- Interactive map of the Iloilo Provincial Capitol area

General information
- Location: Iloilo City, Philippines
- Coordinates: 10°42′9.4″N 122°34′8.5″E﻿ / ﻿10.702611°N 122.569028°E
- Current tenants: Office of the Governor Provincial Government of Iloilo
- Completed: 2006

Technical details
- Floor count: 6 floors

Design and construction
- Architect: Guillermo Hisancha

= Iloilo Provincial Capitol =

Capitol building of Iloilo province in the Philippines

The Iloilo Provincial Capitol is the seat of the provincial government of Iloilo in the Philippines. It is located on Bonifacio Drive in Iloilo City Proper, adjacent to the Casa Real de Iloilo, the former seat of the provincial government since the Spanish colonial period.

== History ==
The new Iloilo Provincial Capitol was built in 2006 after a 1998 fire of unknown origin severely damaged the Casa Real de Iloilo, the old capitol, destroying nearly half of the structure and leaving only the main building intact. The old capitol building has since been renovated and restored to its original design and now serves as a lobby and reception area for visiting guests and government dignitaries.

The new capitol building, upon its completion, is considered one of the most modern and largest capitol buildings in the Philippines.

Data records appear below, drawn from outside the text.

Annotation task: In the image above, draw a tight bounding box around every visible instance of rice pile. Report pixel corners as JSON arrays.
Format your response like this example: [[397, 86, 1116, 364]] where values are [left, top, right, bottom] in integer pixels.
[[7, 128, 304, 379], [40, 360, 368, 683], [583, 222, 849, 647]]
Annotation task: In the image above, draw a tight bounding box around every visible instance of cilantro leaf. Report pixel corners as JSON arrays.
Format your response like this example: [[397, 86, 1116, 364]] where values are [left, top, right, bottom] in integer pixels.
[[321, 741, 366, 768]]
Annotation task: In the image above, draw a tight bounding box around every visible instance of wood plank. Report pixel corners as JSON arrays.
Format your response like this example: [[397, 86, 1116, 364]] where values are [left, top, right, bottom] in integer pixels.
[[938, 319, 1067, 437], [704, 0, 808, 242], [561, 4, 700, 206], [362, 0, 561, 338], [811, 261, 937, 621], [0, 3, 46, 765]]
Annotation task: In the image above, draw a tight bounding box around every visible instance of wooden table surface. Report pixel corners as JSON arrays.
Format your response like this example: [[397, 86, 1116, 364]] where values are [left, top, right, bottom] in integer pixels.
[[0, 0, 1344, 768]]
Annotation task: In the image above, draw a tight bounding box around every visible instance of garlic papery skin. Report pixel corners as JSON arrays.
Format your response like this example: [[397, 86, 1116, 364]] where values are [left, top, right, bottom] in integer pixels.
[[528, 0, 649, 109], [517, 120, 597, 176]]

=== 2007 Capitol Siege ===
On January 17, 2007, heavily armed units of the Philippine National Police (PNP) forcibly entered the capitol building as part of efforts to enforce an administrative dismissal order against Governor Niel Tupas Sr. issued by the Office of the Ombudsman. Some 200 police personnel, including elements of the Regional Mobile Group in full battle gear, moved onto the capitol grounds to serve the dismissal and related orders, encountering resistance from supporters of the governor who had barricaded parts of the building and held vigils inside. Police were reported to have broken down gates and glass doors to gain access to the building, and there were accounts of officers pointing firearms during the operation. It sparked national criticism over the use of force and alleged violations of human rights.

== Architecture ==

Iloilo Provincial Capitol complex at night

The Iloilo Provincial Capitol was designed by Filipino architect Guillermo Hisancha. The capitol complex underwent redevelopment in 2019, including the building of a 6-storey with roof deck multilevel parking building; landscaping of the front of the Capitol building up to the Casa Real, or the Old Provincial Capitol; improvement of the grounds adjacent to the Western Visayas Regional Museum; and the improvement of the power station. The centerpiece of the redevelopment project is the mural titled "Panaysayun sang Paranublion." The two-meter by 15-meter mural, which depicts the rich culture and heritage of the province, was designed by architects Victor Jacinto, Ryan Angelo Braga, Kenneth Torre, and Jorge Cadiao Jr. It was sculpted by architects Margarette and Albert Pampliega.